Table 3 Confusion matrices showing the proportion of accurate predictions based on EM, FBG-sampling, and approximate sampling methods on 500 simulated datasets

FBG vs. Approximate Sampling

In an ideal setting, like the 2-state HMM example, approximate sampling closely mimics the performance of FBG sampling up to moderate compression level. For the simulated and real dataset approximate sampling's performance is comparable to FBG's while achieving a speed-up of 10 or larger. We also observe that for higher compression levels approximate sampling reports small number of aberrant clones, which results in small t p and f p values, but large f n value. As a result, we see low recall and high precision rate when the compression level is too high for a particular dataset (see the rows with w ≥ 4.0σ D for HBL-2 in Table 2).
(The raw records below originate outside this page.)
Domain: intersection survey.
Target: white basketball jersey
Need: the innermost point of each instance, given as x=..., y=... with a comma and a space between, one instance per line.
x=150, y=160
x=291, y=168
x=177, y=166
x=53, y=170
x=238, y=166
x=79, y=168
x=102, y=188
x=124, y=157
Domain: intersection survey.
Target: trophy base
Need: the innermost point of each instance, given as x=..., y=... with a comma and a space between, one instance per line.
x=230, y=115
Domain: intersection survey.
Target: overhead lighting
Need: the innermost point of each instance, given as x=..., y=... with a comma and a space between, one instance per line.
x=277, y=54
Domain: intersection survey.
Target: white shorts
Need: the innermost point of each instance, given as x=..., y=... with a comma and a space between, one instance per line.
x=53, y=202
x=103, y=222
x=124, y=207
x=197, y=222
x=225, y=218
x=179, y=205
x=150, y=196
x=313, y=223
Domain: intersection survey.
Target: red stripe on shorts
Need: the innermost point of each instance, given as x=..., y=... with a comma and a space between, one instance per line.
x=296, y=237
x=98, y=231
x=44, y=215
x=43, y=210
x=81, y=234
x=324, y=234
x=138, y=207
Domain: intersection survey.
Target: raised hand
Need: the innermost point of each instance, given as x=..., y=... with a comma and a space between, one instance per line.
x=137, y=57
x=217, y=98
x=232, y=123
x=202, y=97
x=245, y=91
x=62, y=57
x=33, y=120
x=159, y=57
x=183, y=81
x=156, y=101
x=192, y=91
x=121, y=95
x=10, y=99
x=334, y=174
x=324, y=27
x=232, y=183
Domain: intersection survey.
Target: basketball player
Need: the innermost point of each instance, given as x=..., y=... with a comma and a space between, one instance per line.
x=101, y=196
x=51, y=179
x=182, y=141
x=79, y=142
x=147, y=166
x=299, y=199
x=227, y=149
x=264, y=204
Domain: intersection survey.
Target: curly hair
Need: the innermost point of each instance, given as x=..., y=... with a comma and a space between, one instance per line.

From Figures 4, 5, 6, and 7 we observe that segmentations by both sampling methods are almost identical at the recommended width w value. In case of HBL-2, they differ from the ground truth in some places. They predict a few extra gain regions and outliers are generally predicted as gains. We, as well as Shah et al. [25], have noticed that the HBL-2 dataset has many outliers, and the variance of emission distribution of gain state 4 converges to a high value which tries to explain the outliers. In contrast, GBM has fewer outliers (see Figure 5) and approximate sampling seems robust to those outliers. As the compression algorithm forces possible outliers to be included in a compressed block, it is robust to moderate frequencies of outliers.

Width Parameter

By varying the width parameter w we can control the compression ratio γ and the speed-up achieved by approximate sampling. But from Table 1 and 2, and Lemma 1 it is also clear that by setting a large value one can get unfavorable results. We have analyzed the effect of different w values using a synthetic dataset with a controlled level of noise following [36]. Each dataset has three chromosomes with total probe counts 500, 750, and 1000. Ten aberrant regions of size 11-20 probes, randomly assigned gain or loss, are inserted in random positions of the 500 probe chromosome. Similarly, 15 aberrant regions of size 11-25 probes, randomly assigned gain or loss, are inserted into larger chromosomes. A noise component N(0, σ) is added to the theoretical log-ratios -1,0,0.58 (loss, neutral, and gain respectively) to model the data. For a set of noise levels, σ ranging from 0.1 to 0.5, 50 synthetic datasets are generated. We use a 3-state HMM with width parameter values in the range 0σ D , ..., 4σ D (where σ D is the standard deviation of the dataset). Signal-to-noise ratio (SNR) is defined as 0 . 5 8 σ . In Figure 8 we plot the mean compression ratio, F1-measure, recall, and precision for 50 synthetic datasets and the real biological data HBL-2. For all noise levels the compression ratio drops exponentially with increasing values of w. Ideally, one would like to compress as much as possible without affecting the quality of the predictions. We visually identified a best value for width as the point after which the F1-measure drops substantially. Comparing the knee of the curve with the best value, we notice that while using the knee computed by L-method [27] is a conservative choice for width, in most cases we can still obtain a considerable speed-up.

Figure 8
figure 8

Effect of width parameter. F1-measure (red, circle), recall (violet, square), and precision (black, triangle) of approximate sampling over HBL-2 and five synthetic datasets of varying noise levels are shown. For comparison, F1-measure (green, solid), recall (cyan, dashed dot), and precision (olive, dotted) of FBG-sampling are also shown as horizontal lines. For width values 0.0σ D , ..., 4.0σ D compression ratio γ= T T is shown as blue line with stars. Knee is predicted using L-method and shown as a vertical line (blue, dashed dot). Vertical line (green, dashed dot) showing best width is selected by visual inspection.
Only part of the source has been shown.